Alienação fiduciária

Após essa decisão, as instituições financeiras deixaram de aceitar a hipoteca dos imóveis como garantia dos financiamentos. O mercado passou a adotar outro instituto jurídico, o da alienação fiduciária, instrumento jurídico introduzido pela Lei 9.514/1997, que havia instituído o Sistema de Financiamento Imobiliário (SFI), dois anos antes da quebra da Encol, com a expectativa de que essa nova figura jurídica pudesse garantir efetivamente a prioridade das instituições financeiras.

Em 2025, o STJ decidiu que a Súmula 308, garantidora dos direitos dos consumidores, não é válida para os casos em que a garantia foi realizada por meio de alienação fiduciária.

O fundamento da Súmula 308 é a proteção do consumidor leigo sobre as dívidas e compromissos já existentes no histórico do imóvel negociado. Ao consolidar o entendimento favorável à tutela consumerista, o STJ compreendeu como questão fundamental a assimetria das informações existentes entre o consumidor adquirente de imóvel, de um lado, e as construtoras, incorporadoras e instituições financiadoras dos projetos habitacionais, de outro lado.

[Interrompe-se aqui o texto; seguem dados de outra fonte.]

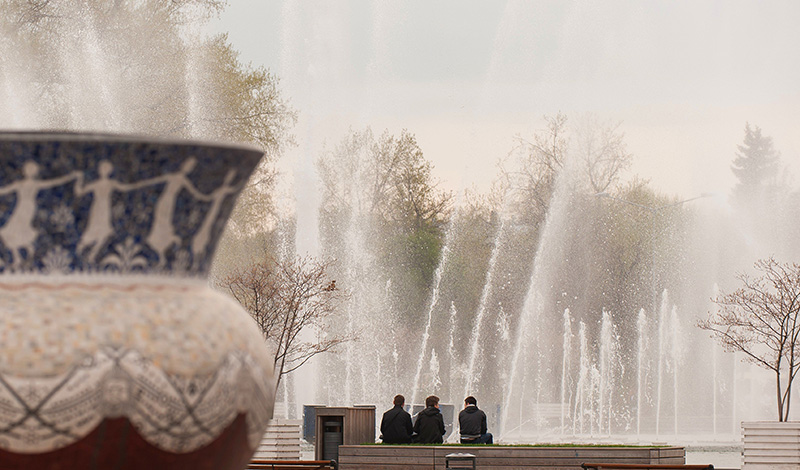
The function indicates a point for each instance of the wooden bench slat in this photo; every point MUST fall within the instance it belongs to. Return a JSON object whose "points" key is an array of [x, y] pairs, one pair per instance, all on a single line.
{"points": [[637, 466], [261, 464]]}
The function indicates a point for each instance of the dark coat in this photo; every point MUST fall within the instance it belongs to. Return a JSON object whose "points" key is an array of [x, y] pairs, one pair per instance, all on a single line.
{"points": [[472, 422], [396, 426], [429, 427]]}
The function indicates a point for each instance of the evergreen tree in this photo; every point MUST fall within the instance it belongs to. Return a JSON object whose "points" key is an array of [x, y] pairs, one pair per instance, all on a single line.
{"points": [[756, 166]]}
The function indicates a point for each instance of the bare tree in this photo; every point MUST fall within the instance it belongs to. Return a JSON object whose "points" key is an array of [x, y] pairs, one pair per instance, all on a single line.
{"points": [[601, 148], [532, 170], [761, 319], [290, 301]]}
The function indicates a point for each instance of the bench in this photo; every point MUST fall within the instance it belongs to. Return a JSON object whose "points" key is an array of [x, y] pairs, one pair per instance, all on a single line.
{"points": [[642, 466], [292, 465]]}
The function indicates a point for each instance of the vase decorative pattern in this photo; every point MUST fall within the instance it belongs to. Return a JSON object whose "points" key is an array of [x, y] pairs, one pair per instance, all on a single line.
{"points": [[115, 352]]}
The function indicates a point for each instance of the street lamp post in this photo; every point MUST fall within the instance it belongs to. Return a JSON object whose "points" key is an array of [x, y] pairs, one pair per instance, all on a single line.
{"points": [[654, 213]]}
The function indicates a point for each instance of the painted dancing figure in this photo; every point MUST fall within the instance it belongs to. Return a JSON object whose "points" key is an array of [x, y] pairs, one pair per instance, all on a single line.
{"points": [[99, 227], [203, 235], [18, 232], [162, 233]]}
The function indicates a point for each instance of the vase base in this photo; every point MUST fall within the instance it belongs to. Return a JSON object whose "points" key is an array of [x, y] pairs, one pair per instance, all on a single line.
{"points": [[115, 444]]}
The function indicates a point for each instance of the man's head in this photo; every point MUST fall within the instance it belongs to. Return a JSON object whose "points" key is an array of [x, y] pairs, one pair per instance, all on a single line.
{"points": [[432, 400]]}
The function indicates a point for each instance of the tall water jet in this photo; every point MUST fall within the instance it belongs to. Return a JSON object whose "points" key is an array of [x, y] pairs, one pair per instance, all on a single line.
{"points": [[641, 327], [475, 336], [565, 365], [437, 280]]}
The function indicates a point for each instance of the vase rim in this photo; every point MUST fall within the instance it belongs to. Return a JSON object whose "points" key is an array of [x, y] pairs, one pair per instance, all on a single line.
{"points": [[118, 137]]}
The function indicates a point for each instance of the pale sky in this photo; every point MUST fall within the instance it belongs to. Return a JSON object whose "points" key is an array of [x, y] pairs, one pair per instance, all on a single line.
{"points": [[467, 76]]}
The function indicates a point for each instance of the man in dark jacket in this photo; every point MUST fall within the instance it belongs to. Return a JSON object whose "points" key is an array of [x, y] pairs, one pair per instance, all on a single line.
{"points": [[472, 424], [429, 427], [396, 424]]}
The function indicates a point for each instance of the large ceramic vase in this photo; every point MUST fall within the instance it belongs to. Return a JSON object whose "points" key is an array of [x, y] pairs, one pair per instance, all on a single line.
{"points": [[114, 352]]}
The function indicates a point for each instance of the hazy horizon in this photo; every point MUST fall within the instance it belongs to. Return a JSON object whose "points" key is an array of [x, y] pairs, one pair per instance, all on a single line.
{"points": [[681, 79]]}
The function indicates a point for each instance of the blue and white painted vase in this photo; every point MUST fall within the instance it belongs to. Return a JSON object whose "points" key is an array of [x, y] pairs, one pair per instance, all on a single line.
{"points": [[114, 352]]}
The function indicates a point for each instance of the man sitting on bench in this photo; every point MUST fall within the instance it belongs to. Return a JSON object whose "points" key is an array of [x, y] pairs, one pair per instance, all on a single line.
{"points": [[472, 424]]}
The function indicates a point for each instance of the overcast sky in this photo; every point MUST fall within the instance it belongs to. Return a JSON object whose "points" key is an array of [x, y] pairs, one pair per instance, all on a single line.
{"points": [[467, 76]]}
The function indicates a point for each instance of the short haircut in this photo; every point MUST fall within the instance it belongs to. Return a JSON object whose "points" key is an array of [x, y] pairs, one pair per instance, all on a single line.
{"points": [[432, 400]]}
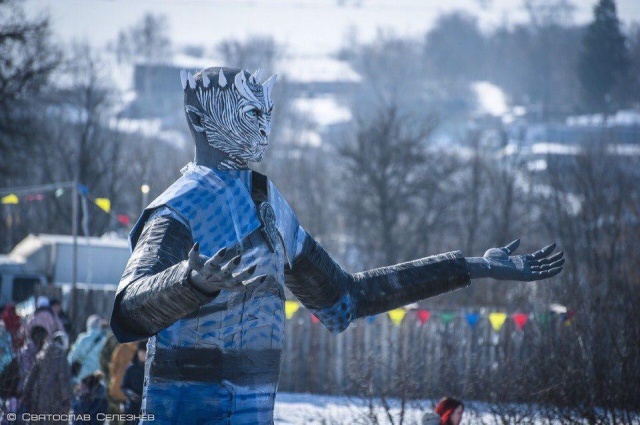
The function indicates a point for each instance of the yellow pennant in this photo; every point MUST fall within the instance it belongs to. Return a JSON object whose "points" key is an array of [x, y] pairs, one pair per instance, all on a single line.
{"points": [[290, 308], [104, 204], [497, 320], [397, 315], [10, 199]]}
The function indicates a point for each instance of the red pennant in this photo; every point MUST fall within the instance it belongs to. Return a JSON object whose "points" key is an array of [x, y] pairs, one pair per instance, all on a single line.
{"points": [[35, 197], [124, 219], [520, 319], [423, 316]]}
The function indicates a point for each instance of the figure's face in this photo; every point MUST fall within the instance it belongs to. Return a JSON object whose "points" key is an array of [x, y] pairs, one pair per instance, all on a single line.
{"points": [[456, 416], [235, 116]]}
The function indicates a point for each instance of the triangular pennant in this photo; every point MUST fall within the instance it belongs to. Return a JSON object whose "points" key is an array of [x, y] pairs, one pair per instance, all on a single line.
{"points": [[543, 318], [397, 315], [497, 320], [520, 319], [472, 319], [84, 190], [423, 316], [10, 199], [104, 204], [447, 317], [35, 197], [290, 308], [124, 219], [567, 318]]}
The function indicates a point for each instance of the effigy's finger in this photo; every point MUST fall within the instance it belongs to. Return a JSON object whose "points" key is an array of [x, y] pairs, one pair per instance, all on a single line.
{"points": [[542, 253], [245, 273], [551, 259], [511, 247], [553, 265], [240, 281], [194, 257], [228, 268], [547, 273]]}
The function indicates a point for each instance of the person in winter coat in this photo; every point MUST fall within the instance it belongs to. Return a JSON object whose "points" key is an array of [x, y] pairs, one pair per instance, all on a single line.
{"points": [[450, 410], [14, 325], [120, 359], [430, 419], [45, 317], [56, 308], [133, 380], [48, 386], [27, 355], [86, 349], [91, 399], [6, 347]]}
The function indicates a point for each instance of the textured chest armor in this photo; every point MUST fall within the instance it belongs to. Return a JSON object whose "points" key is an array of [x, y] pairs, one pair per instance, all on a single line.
{"points": [[233, 343]]}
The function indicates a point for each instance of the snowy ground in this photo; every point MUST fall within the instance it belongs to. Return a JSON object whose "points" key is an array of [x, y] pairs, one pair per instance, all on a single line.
{"points": [[320, 409], [296, 409], [305, 26]]}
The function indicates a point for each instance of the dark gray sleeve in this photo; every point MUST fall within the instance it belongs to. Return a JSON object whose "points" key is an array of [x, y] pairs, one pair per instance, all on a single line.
{"points": [[155, 290], [327, 290], [379, 290]]}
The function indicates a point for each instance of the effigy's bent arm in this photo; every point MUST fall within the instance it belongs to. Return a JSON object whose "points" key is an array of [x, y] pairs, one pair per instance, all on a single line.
{"points": [[337, 298], [155, 290]]}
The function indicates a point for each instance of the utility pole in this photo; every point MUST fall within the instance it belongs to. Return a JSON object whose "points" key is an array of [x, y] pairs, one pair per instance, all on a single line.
{"points": [[74, 260]]}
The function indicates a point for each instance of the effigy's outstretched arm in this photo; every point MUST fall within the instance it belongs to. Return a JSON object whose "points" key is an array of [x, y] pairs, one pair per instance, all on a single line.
{"points": [[337, 298]]}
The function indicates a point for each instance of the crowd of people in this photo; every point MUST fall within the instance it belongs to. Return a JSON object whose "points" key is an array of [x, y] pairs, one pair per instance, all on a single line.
{"points": [[41, 374]]}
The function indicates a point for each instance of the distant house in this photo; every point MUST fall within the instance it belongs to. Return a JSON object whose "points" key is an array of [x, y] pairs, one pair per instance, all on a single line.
{"points": [[48, 259]]}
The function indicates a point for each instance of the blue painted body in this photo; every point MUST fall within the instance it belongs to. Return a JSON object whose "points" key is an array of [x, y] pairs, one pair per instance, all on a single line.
{"points": [[217, 207]]}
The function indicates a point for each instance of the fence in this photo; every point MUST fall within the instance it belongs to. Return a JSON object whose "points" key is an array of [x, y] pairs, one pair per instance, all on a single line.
{"points": [[444, 354]]}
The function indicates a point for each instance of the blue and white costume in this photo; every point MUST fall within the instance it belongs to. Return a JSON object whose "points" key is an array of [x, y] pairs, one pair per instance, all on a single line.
{"points": [[214, 356]]}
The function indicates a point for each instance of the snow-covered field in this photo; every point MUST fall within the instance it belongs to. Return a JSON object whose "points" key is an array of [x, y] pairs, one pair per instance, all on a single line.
{"points": [[311, 409], [305, 26], [321, 409]]}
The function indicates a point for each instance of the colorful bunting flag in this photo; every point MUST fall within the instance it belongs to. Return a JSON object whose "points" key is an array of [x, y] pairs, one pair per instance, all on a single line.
{"points": [[567, 318], [543, 318], [124, 219], [290, 308], [35, 197], [497, 320], [104, 204], [10, 199], [397, 315], [423, 316], [472, 319], [84, 190], [447, 317], [520, 319]]}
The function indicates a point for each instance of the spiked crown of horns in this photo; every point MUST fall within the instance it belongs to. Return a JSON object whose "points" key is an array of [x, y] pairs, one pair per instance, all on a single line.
{"points": [[240, 81]]}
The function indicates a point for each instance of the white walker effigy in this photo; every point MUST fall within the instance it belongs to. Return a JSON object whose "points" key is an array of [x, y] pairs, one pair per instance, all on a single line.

Essa situação decorre do fato de que os consumidores adquirem os imóveis em construção diretamente das incorporadoras por meio de compromisso de compra e venda (contratos de adesão), realizados por instrumento particular. O comprador não tem assessoria jurídica adequada e confia exclusivamente nas informações transmitidas pelo corretor de imóveis, o que coloca esses consumidores em risco.

Atualmente, há diversos casos em que os consumidores quitaram seus apartamentos diretamente à incorporadora, mas não conseguem registrá-los, por falta de incorporação desses imóveis. Em alguns casos, isso é decorrência do atraso na quitação dos financiamentos contratados pelas incorporadoras, o que deixa os apartamentos atrelados às operações de alienação fiduciária.

A substituição da hipoteca pela alienação fiduciária trouxe um instrumento jurídico  que beneficiou os agentes financiadores, mas não modificou a situação fática que deu origem à Súmula 308: a assimetria de informações, o que somente pode ser corrigido com a participação de um tabelião, como terceiro desinteressado, na celebração do negócio. Isso poderia garantir o direito dos consumidores à informação clara e adequada sobre o produto adquirido, uma exigência do Código de Defesa do Consumidor.

No caso brasileiro, o Sistema Notarial e de Registro tem atuado historicamente como guardião das vontades negociais. A existência de um terceiro não interessado responsável por autenticar o conhecimento das partes reduz os custos sociais do mercado imobiliário, tornando as informações mais simétricas e diminui as vulnerabilidades ligadas ao desconhecimento. Uma alternativa brasileira de recuperação da credibilidade dos mercados passa necessariamente pelo fortalecimento da intervenção notarial.

Deveríamos seguir os exemplos internacionais mencionados para melhorar nossa segurança jurídica. Cada vez que o Judiciário reconhece o direito dos financiadores das obras em detrimento dos consumidores, a confiança do mercado é abalada. Por isso é fundamental fomentar o debate sobre a necessidade da intervenção notarial nos compromissos de compra e venda de imóveis, especialmente daqueles adquiridos diretamente da construtora, antes que ocorra um novo episódio capaz de atingir a credibilidade de todo o sistema.

Daniel Santos Garroux

é advogado e presidente do Instituto Brasileiro de Direito Econômico e Políticas Sociais.